How to Make a Deal, Tax Reform Edition

In a blog post cross-posted at Tax Policy Center and Forbes, Howard Gleckman summarizes a talk that American Action Forum president and former CBO director Doug Holtz-Eakin made at a National Tax Association conference last week. Holtz-Eakin laid out four simple--or not so simple--steps to getting tax reform. As Gleckman summarizes, they are:

1. Recognize that the U.S. will have a progressive tax code (the flat tax, he said, is, “naïve”).

2. Agree on a top rate.

3. Agree on how much revenue you want to raise.

4. Eliminate or scale back the tax preferences you need to accomplish the first three.

Easy-peezy, as they say.

Gleckman says that agreeing on number one should be easy since the political consensus is there--not to say there aren't flat tax/consumption tax proponents out there.
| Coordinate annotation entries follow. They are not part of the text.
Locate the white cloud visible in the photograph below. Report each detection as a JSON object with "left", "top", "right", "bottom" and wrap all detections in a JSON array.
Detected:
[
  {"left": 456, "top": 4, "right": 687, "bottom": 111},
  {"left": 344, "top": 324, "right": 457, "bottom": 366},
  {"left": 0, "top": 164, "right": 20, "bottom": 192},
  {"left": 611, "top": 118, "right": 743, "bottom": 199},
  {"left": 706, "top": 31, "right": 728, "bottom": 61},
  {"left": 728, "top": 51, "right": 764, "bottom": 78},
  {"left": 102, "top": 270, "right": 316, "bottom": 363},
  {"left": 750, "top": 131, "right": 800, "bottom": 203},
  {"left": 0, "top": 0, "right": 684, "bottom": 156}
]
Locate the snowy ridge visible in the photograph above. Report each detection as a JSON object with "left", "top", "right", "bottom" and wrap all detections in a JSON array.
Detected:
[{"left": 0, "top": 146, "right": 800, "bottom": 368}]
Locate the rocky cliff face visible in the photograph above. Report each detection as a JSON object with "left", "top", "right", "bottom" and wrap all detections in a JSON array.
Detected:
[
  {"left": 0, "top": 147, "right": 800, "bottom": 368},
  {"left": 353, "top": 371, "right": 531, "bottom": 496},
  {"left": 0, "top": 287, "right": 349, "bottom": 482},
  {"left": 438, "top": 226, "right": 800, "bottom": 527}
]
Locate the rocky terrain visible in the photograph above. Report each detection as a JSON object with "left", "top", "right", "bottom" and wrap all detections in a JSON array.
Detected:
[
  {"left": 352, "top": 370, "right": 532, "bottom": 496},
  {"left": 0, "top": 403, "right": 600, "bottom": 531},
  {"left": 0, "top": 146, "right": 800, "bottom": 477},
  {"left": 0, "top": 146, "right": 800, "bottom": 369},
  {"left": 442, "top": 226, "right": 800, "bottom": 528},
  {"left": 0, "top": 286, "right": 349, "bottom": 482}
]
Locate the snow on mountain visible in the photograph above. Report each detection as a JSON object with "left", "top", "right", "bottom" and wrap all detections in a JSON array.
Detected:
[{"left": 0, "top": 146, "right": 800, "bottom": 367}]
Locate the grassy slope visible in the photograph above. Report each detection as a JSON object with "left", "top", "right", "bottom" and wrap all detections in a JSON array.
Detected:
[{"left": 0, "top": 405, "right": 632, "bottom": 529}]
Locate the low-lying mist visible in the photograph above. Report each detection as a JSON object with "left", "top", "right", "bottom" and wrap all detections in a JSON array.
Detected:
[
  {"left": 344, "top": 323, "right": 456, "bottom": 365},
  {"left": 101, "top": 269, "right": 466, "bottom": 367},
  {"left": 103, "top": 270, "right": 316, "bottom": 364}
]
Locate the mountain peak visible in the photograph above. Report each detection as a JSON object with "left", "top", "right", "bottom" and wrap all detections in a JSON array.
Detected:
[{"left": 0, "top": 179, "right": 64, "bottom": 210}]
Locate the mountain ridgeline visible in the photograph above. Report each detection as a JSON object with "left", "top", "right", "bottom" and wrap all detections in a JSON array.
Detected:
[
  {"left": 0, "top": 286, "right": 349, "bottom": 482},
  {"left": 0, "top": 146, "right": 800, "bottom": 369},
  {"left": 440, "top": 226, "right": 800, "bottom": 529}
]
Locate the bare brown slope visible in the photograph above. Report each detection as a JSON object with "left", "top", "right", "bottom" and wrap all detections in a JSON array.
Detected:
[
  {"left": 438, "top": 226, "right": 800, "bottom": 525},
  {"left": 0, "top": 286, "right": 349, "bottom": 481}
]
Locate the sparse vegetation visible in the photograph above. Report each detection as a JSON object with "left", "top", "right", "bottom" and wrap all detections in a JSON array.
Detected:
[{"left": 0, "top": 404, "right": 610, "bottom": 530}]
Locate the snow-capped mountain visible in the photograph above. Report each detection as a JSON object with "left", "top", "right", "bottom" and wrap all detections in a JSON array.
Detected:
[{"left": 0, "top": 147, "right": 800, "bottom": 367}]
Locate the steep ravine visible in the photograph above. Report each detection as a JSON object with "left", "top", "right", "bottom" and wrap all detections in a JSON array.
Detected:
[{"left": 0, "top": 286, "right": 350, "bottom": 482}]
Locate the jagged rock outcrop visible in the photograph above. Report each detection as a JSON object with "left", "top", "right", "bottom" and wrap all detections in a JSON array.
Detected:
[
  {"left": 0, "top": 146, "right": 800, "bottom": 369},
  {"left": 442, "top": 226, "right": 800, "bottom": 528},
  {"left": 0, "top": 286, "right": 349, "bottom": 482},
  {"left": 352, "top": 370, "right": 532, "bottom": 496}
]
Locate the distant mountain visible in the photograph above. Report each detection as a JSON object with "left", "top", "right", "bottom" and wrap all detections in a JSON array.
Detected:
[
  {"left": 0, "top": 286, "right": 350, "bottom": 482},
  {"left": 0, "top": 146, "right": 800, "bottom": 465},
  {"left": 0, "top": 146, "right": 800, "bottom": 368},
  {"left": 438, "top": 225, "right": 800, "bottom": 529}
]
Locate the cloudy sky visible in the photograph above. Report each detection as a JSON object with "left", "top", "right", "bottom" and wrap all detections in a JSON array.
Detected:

He rightly points out that number three is the key to a deal and the most difficult obstacle. The revenue target, however, has been an ongoing argument for a few years that has gone nowhere, which by default has meant that our revenue path has not been changed.

Agreeing how much revenue the government should raise as a percent of GDP is a much better way of targeting revenue rather than targeting the change from a baseline. It removes the games that have only gotten more complicated in a recent years as the number of temporary tax provisions has continued to rise and cloud the baseline. Also, it more explicitly links the process of collecting taxes to the size of government that is collectively desired. That's the point of taxes in the first place--to fund government.

Once policymakers agree on a revenue target and a top rate, Gleckman says, the politics becomes much easier.

The last step in Doug’s roadmap is figuring out how to pay for reform. And, oddly perhaps, that might be the easiest bit of all. As Ronald Reagan, Dan Rostenkowski, and Bob Packwood learned in 1986, once the leadership agrees on a rate and a revenue number, it is very hard for the lobbying class to fully protect its clients’ interests.

Tax reform is by no means simple. Even beyond the politics, there are a number of complex and technical issues that must be considered when overhauling the tax code. Still, lawmakers can make it easier on themselves by setting their goals ahead of time and working towards a system they can agree on that meets those goals.

Of course, if agreeing on goals were that easy, we wouldn't be in this position.